Update 22:50: We have raised an urgent support request with VMware and one of their engineers is now working to restore service.  When this is completed we will work with VMware to establish why the automatic resilience measures did not maintain a running service.

Update 23:10: We have now restored the majority of services, including uk-ssl.com. We are currently waiting for a full disk check to complete on v-mail-file-3 and are performing a maintenance restart on v-mail-file-7 which we expect to interrupt service only briefly.

Update 00:00: The disk checks on the 2 file servers have now completed and we believe all services are back to normal.
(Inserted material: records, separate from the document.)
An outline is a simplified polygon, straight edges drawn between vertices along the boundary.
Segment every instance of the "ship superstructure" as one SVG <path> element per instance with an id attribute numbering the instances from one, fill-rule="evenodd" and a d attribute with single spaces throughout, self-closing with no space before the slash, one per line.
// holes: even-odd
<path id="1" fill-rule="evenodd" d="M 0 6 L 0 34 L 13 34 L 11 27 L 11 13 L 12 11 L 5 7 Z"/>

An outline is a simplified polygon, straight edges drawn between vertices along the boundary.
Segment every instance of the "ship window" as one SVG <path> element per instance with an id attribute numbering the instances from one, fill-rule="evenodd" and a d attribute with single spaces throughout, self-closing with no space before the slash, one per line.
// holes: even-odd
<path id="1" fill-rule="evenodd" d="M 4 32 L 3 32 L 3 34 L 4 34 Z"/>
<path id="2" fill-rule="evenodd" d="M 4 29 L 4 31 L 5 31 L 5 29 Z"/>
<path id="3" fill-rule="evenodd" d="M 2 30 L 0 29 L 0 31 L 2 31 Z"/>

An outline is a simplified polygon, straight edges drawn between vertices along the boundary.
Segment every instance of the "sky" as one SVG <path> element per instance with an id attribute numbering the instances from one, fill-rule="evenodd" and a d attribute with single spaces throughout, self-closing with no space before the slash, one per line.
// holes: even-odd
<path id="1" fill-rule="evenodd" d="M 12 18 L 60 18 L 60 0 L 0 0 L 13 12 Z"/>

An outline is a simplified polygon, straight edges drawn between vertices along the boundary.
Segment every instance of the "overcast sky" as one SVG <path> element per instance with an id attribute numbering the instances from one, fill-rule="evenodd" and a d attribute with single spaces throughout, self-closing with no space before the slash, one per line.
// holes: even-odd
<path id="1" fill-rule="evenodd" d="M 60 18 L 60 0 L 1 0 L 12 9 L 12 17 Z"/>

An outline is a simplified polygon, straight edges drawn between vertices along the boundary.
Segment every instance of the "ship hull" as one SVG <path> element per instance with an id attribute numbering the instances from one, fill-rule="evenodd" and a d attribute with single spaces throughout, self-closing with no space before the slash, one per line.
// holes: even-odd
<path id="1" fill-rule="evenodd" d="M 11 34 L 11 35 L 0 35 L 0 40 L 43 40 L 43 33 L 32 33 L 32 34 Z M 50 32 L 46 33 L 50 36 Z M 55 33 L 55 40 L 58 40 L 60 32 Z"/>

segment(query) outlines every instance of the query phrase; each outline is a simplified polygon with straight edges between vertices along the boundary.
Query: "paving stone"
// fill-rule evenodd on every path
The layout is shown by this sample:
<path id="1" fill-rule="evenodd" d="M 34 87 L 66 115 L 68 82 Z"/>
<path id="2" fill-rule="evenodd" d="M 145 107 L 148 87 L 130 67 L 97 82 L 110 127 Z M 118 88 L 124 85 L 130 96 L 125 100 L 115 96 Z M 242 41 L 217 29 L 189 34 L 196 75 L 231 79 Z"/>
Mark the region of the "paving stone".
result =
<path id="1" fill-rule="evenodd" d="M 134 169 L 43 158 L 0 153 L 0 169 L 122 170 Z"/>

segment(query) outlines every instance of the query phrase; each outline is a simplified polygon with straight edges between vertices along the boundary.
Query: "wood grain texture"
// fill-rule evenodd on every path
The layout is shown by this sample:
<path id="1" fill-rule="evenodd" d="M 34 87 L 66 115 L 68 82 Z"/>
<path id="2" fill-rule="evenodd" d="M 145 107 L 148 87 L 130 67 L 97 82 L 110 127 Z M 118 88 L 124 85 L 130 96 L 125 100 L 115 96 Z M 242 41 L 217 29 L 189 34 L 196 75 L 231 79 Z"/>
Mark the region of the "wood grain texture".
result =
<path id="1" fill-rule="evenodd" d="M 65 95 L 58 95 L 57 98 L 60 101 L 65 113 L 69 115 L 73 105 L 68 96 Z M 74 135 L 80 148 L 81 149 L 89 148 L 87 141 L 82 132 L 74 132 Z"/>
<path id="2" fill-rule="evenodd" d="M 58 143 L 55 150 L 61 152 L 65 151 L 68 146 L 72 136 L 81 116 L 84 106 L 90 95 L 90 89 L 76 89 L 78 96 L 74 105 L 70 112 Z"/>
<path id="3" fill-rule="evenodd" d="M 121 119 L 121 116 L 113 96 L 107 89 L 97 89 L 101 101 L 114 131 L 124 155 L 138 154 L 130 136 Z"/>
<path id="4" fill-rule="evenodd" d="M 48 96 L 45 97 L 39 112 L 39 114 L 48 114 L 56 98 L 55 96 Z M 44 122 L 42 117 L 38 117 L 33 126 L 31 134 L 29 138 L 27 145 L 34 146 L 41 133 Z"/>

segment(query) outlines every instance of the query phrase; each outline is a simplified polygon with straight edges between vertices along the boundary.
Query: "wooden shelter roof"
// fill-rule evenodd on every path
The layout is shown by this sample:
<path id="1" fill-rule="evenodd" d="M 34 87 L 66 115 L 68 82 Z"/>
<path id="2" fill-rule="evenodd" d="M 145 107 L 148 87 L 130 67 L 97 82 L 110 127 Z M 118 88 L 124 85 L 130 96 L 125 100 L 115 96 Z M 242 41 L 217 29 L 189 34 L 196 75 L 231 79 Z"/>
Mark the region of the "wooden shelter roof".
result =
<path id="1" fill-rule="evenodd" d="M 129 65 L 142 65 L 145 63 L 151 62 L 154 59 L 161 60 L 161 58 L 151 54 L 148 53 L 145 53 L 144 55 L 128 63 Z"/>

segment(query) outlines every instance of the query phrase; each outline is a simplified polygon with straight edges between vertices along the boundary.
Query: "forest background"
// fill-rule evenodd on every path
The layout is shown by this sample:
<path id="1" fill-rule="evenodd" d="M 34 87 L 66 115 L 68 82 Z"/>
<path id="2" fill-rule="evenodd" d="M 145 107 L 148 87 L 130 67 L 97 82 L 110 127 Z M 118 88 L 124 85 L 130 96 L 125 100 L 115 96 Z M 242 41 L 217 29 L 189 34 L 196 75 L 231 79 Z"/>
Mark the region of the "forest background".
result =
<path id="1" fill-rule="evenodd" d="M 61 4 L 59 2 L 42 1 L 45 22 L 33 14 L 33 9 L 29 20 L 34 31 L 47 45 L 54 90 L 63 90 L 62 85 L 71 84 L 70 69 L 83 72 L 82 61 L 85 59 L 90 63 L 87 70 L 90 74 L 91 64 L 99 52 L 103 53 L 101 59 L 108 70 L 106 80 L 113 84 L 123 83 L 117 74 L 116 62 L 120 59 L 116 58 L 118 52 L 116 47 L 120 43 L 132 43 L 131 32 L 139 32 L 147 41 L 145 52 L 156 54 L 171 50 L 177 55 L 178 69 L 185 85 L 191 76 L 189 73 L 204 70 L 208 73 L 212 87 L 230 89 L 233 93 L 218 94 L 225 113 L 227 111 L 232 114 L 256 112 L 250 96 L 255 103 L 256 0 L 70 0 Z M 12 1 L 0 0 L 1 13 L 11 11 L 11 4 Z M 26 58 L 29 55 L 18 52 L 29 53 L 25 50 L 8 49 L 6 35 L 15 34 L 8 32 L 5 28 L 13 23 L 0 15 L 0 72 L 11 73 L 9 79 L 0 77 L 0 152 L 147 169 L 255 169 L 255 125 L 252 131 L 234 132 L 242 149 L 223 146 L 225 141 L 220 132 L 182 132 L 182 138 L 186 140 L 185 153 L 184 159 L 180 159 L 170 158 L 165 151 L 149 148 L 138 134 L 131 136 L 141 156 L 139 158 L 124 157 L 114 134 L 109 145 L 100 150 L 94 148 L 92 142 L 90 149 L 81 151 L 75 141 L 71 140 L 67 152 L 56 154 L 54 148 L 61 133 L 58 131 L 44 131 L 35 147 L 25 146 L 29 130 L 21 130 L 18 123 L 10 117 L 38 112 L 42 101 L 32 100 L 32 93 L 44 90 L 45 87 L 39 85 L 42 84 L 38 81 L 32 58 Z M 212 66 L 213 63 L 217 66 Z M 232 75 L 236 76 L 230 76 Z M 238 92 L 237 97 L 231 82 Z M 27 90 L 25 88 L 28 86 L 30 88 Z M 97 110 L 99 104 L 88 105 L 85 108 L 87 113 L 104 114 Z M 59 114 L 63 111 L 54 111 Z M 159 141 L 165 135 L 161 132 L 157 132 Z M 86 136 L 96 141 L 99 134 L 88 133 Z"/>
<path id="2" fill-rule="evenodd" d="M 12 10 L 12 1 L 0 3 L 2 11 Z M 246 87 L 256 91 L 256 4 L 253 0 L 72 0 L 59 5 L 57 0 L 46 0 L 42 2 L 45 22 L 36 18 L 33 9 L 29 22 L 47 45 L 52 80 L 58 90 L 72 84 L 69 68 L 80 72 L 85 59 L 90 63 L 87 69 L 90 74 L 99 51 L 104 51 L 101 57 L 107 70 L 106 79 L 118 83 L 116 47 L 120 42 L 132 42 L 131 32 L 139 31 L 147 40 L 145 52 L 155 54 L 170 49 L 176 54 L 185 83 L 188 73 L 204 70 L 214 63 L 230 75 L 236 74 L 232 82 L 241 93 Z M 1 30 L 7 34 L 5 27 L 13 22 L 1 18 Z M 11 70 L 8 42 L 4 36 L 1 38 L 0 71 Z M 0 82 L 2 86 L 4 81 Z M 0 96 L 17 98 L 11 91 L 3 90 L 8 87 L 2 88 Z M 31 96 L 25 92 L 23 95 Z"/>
Emergency maintenance on PSTN interconnect

Starts: 2008/09/26 23:00:00 Ends: 2008/09/26 23:05:00

We will be performing a restart of some of the equipment associated with the PSTN interconnect which handles inbound ported numbers late this evening starting from 23:00 BST.  This maintenance should last no more than five minutes and will not affect outbound calls, however customers with some inbound may experience a short outage when inbound numbers fail to connect.  We apologise in advance for any inconvenience caused by these essential works.

PHP 5.0 cluster issue

We have experiencied a problem with our PHP 5.0 cluster (not the PHP 5.2 cluster) which may have affected customers’ ability to access websites.  This was related to a server which was brought online approximately 16:00 this afternoon and was resolved at just after 18:00.  We apologise for the inconvenience this will have caused customers on this cluster.
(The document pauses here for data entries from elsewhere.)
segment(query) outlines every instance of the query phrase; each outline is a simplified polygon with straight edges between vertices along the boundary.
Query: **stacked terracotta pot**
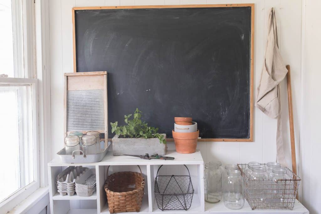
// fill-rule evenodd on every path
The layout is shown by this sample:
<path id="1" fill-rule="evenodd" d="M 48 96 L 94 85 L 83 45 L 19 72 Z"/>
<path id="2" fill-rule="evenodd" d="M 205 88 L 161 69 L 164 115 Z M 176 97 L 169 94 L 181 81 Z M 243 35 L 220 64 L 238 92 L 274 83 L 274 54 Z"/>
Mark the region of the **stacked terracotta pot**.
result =
<path id="1" fill-rule="evenodd" d="M 173 137 L 176 151 L 189 154 L 196 151 L 199 131 L 197 124 L 192 121 L 192 117 L 175 117 Z"/>

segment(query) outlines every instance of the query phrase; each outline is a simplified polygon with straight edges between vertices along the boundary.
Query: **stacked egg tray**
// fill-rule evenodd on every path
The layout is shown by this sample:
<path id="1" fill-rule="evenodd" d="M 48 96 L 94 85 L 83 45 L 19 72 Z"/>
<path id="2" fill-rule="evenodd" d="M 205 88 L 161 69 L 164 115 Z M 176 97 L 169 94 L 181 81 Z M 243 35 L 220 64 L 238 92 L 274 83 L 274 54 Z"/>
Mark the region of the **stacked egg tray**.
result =
<path id="1" fill-rule="evenodd" d="M 75 182 L 76 192 L 79 196 L 89 196 L 96 190 L 96 175 L 95 170 L 86 172 Z"/>
<path id="2" fill-rule="evenodd" d="M 75 191 L 75 182 L 89 170 L 87 167 L 72 166 L 59 173 L 57 176 L 56 184 L 60 195 L 73 195 Z"/>

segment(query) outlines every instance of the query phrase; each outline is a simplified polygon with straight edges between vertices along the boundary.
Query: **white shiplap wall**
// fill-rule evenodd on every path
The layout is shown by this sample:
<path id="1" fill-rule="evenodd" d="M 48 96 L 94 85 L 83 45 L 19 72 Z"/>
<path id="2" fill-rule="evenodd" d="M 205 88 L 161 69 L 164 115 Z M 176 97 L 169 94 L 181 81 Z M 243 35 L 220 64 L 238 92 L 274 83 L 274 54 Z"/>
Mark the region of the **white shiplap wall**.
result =
<path id="1" fill-rule="evenodd" d="M 54 158 L 63 146 L 63 73 L 73 71 L 73 7 L 115 5 L 249 3 L 255 4 L 254 87 L 256 89 L 262 67 L 267 33 L 266 27 L 270 8 L 276 10 L 280 45 L 285 63 L 291 65 L 292 96 L 297 152 L 299 151 L 301 106 L 301 0 L 49 0 L 50 72 L 51 108 L 51 155 Z M 289 164 L 291 165 L 286 82 L 281 85 L 284 138 Z M 255 97 L 256 96 L 255 96 Z M 276 120 L 255 108 L 254 141 L 250 142 L 199 142 L 206 161 L 219 160 L 223 164 L 267 162 L 276 157 Z M 215 122 L 215 121 L 213 121 Z M 170 148 L 174 148 L 170 143 Z M 299 159 L 298 152 L 297 158 Z"/>

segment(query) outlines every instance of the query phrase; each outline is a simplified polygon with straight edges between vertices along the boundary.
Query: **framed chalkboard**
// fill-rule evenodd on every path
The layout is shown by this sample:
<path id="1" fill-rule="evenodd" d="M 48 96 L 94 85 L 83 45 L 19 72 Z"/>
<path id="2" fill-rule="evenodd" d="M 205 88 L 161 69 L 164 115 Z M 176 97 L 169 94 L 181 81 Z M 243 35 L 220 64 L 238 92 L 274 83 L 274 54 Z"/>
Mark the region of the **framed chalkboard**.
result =
<path id="1" fill-rule="evenodd" d="M 72 12 L 74 71 L 107 71 L 108 121 L 138 107 L 168 138 L 190 116 L 200 141 L 253 141 L 254 4 Z"/>

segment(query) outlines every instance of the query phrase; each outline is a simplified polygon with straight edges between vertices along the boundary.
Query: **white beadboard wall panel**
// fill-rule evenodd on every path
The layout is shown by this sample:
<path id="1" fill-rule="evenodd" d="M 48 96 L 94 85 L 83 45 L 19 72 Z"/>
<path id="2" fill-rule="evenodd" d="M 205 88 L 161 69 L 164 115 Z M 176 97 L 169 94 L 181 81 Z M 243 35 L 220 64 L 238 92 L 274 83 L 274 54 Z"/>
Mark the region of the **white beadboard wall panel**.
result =
<path id="1" fill-rule="evenodd" d="M 165 0 L 135 0 L 135 5 L 164 5 Z"/>
<path id="2" fill-rule="evenodd" d="M 302 103 L 299 176 L 303 188 L 302 202 L 311 214 L 321 212 L 320 177 L 321 121 L 321 19 L 319 0 L 304 0 L 302 13 Z"/>
<path id="3" fill-rule="evenodd" d="M 93 7 L 104 6 L 106 4 L 105 0 L 76 0 L 76 7 Z"/>
<path id="4" fill-rule="evenodd" d="M 180 0 L 180 4 L 207 4 L 206 0 Z"/>
<path id="5" fill-rule="evenodd" d="M 62 147 L 63 142 L 64 87 L 62 64 L 62 29 L 61 2 L 49 1 L 50 52 L 50 102 L 52 144 L 50 154 L 53 158 Z M 71 13 L 71 9 L 70 13 Z"/>
<path id="6" fill-rule="evenodd" d="M 51 107 L 54 109 L 52 112 L 52 158 L 62 147 L 63 132 L 63 74 L 64 72 L 71 72 L 73 67 L 72 31 L 71 22 L 71 8 L 74 6 L 103 6 L 100 0 L 64 0 L 56 1 L 49 0 L 52 7 L 50 10 L 50 74 L 51 76 Z M 161 3 L 161 4 L 160 4 Z M 88 3 L 88 4 L 87 3 Z M 104 5 L 134 5 L 136 4 L 221 4 L 233 3 L 255 4 L 254 49 L 254 98 L 256 97 L 256 88 L 260 77 L 265 54 L 266 37 L 265 25 L 270 8 L 274 7 L 277 11 L 277 18 L 281 25 L 281 51 L 285 59 L 285 62 L 291 65 L 292 70 L 292 85 L 296 90 L 293 91 L 294 97 L 296 98 L 294 105 L 295 111 L 299 111 L 299 74 L 301 51 L 301 34 L 297 33 L 301 29 L 301 1 L 276 0 L 245 0 L 236 1 L 224 0 L 106 0 Z M 147 4 L 148 3 L 148 4 Z M 281 9 L 280 9 L 280 8 Z M 287 27 L 282 27 L 286 25 Z M 53 28 L 53 29 L 52 29 Z M 299 29 L 298 30 L 297 29 Z M 293 32 L 296 33 L 293 33 Z M 295 77 L 293 76 L 295 76 Z M 292 86 L 293 88 L 294 87 Z M 282 95 L 286 99 L 287 92 L 282 88 Z M 283 102 L 283 101 L 282 101 Z M 287 106 L 287 103 L 284 105 Z M 247 163 L 250 161 L 258 161 L 275 160 L 276 157 L 275 143 L 276 119 L 270 118 L 259 110 L 254 108 L 254 139 L 253 142 L 200 142 L 198 149 L 202 153 L 205 162 L 219 159 L 223 164 Z M 296 117 L 299 116 L 295 113 Z M 287 116 L 285 116 L 286 120 Z M 299 118 L 295 118 L 297 125 Z M 285 121 L 285 124 L 288 123 Z M 296 136 L 298 136 L 299 127 L 296 127 Z M 288 134 L 285 134 L 285 141 L 289 142 Z M 299 142 L 298 139 L 296 139 Z M 169 148 L 174 148 L 173 143 L 169 143 Z"/>
<path id="7" fill-rule="evenodd" d="M 165 0 L 165 4 L 179 4 L 179 0 Z"/>
<path id="8" fill-rule="evenodd" d="M 119 5 L 135 5 L 135 0 L 120 0 Z"/>
<path id="9" fill-rule="evenodd" d="M 120 0 L 105 0 L 105 5 L 106 6 L 117 6 L 120 5 Z"/>

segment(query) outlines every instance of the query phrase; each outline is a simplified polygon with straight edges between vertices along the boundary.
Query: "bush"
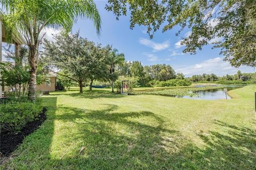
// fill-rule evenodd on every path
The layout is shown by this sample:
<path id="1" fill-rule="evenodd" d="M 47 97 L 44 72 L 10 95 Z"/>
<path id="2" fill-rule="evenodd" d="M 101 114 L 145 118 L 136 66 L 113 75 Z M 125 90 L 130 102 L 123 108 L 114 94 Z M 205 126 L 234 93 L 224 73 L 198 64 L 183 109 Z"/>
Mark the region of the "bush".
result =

VoIP Maintenance 30th Sept 2008

Starts: 2008/09/30 22:00 Ends 2008/09/30 23:59

Gradwell will be carrying out routine maintenance on our VoIP platform on Tuesday evening.  During this time, the following VoIP services may be unavailable:

  • Voice mail
  • VoIP control panel

This affects all VoIP customers.

Planned maintenance work:

  • release support for our upcoming voice-to-text voice mail service
  • deploy improvements to Asterisk fault monitoring
  • restart heartbeat daemon used for registration database resilience

Filesystem checks on v-mail-file-9

We are currently running a full consistency check on v-mail-file-9 due to our monitoring system reporting a potential problem.  We currently expect this to finish within the next 30 minutes and will update this site if it takes longer than expected.
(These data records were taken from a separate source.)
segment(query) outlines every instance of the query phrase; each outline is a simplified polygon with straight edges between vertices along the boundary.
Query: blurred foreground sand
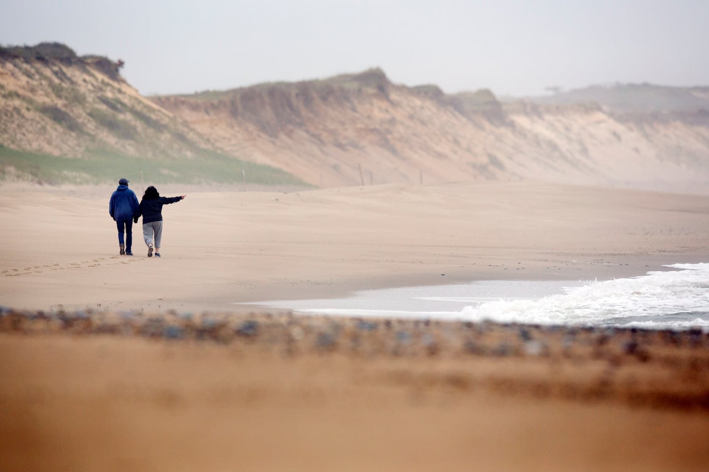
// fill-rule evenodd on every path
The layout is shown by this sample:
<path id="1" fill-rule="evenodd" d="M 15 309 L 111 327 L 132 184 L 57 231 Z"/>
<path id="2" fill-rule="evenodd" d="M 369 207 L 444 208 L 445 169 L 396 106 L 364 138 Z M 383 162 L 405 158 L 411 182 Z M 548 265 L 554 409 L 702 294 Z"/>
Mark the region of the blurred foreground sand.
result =
<path id="1" fill-rule="evenodd" d="M 0 470 L 709 466 L 705 334 L 579 332 L 564 351 L 568 332 L 520 327 L 240 315 L 201 339 L 184 325 L 238 301 L 707 262 L 709 197 L 520 183 L 196 192 L 164 208 L 155 259 L 139 231 L 136 255 L 118 255 L 113 189 L 0 189 L 0 305 L 49 314 L 1 318 Z"/>

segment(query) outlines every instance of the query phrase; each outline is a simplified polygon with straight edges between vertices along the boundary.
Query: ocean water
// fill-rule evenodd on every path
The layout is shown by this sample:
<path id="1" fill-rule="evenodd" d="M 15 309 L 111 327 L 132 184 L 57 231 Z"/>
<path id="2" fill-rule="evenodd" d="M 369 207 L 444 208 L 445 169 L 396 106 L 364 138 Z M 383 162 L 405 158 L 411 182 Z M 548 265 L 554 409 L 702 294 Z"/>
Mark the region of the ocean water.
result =
<path id="1" fill-rule="evenodd" d="M 330 315 L 709 331 L 709 264 L 608 281 L 481 281 L 253 302 Z"/>

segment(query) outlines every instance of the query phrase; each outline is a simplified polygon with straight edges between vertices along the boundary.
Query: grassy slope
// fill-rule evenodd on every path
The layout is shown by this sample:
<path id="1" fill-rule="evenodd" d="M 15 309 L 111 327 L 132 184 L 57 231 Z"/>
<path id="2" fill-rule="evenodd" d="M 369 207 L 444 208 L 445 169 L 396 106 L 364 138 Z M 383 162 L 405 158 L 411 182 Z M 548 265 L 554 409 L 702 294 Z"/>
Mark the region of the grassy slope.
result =
<path id="1" fill-rule="evenodd" d="M 306 184 L 294 176 L 263 166 L 200 150 L 196 158 L 175 157 L 169 161 L 95 150 L 83 157 L 62 157 L 18 151 L 0 145 L 0 179 L 20 179 L 56 185 L 102 184 L 117 176 L 137 176 L 155 184 L 244 181 L 262 185 Z M 11 170 L 13 168 L 14 171 Z M 243 174 L 242 174 L 243 171 Z M 129 177 L 130 178 L 130 177 Z"/>

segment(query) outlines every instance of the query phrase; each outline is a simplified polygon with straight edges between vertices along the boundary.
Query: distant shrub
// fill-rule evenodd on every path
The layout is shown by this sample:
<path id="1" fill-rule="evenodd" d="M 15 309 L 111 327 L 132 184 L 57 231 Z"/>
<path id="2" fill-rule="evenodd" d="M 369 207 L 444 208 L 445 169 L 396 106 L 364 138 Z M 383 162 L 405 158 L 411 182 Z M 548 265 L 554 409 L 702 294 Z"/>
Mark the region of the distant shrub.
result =
<path id="1" fill-rule="evenodd" d="M 90 65 L 112 80 L 121 79 L 123 62 L 113 62 L 108 57 L 96 55 L 79 57 L 69 46 L 60 43 L 40 43 L 36 46 L 0 46 L 0 60 L 21 59 L 26 62 L 57 61 L 65 64 Z"/>
<path id="2" fill-rule="evenodd" d="M 138 137 L 138 130 L 133 125 L 125 120 L 114 116 L 113 113 L 94 108 L 89 112 L 89 116 L 118 137 L 135 141 Z"/>
<path id="3" fill-rule="evenodd" d="M 99 101 L 106 105 L 109 109 L 119 113 L 123 113 L 123 107 L 125 105 L 120 100 L 113 100 L 109 99 L 107 96 L 99 96 Z"/>
<path id="4" fill-rule="evenodd" d="M 43 106 L 39 108 L 39 111 L 69 131 L 79 133 L 83 129 L 76 118 L 60 108 L 56 106 Z"/>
Please accept our apologies for any inconvenience this may cause.

Update - 21:30 - The maintenance finished successfully at around 21:15 and all services are back to normal.

Cobranded Partner Notice - Direct Debit’s

Online completion of Direct Debits has been disabled.

This means that customers, including cobranded end users will all have to download a PDF form, print, sign, and post it back to Gradwell.

This change has been completed for security reasons, and will remain in place until further notice.

lon-ppc-3 emergency maintenance

Starts: 2008/09/19 17:00 Ends: 2008/09/19 17:05

We have been experiencing an intermittent issue with our NAT proxy (lon-ppc-3.gradwell.net) and will be performing a full restart of the server this evening at 17:00 and again at 22:00 on Sunday evening.  We expect this maintenance to last less than a couple of minutes, however, inbound and outbound dialing will not be available to customers using these proxies for the short period of the downtime.  Customers using public IP ranges and using other NAT proxies we operate will not be affected.

Edinburgh Exchange Outage

BT are currently experiencing a service outage at the Leith exchange in Edinburgh , a small number of Gradwell DSL customers on some services will be affected by this outage , affected customers have already been informed - We will post updates once these have been received from BT. 

 

Yesterdays Leith exchange outage has now been repaired by BT. A fibre fault was located a 100m from the exchange, and is now fully operational.

We apologise for the disruption that this may have caused to a small number of our customers.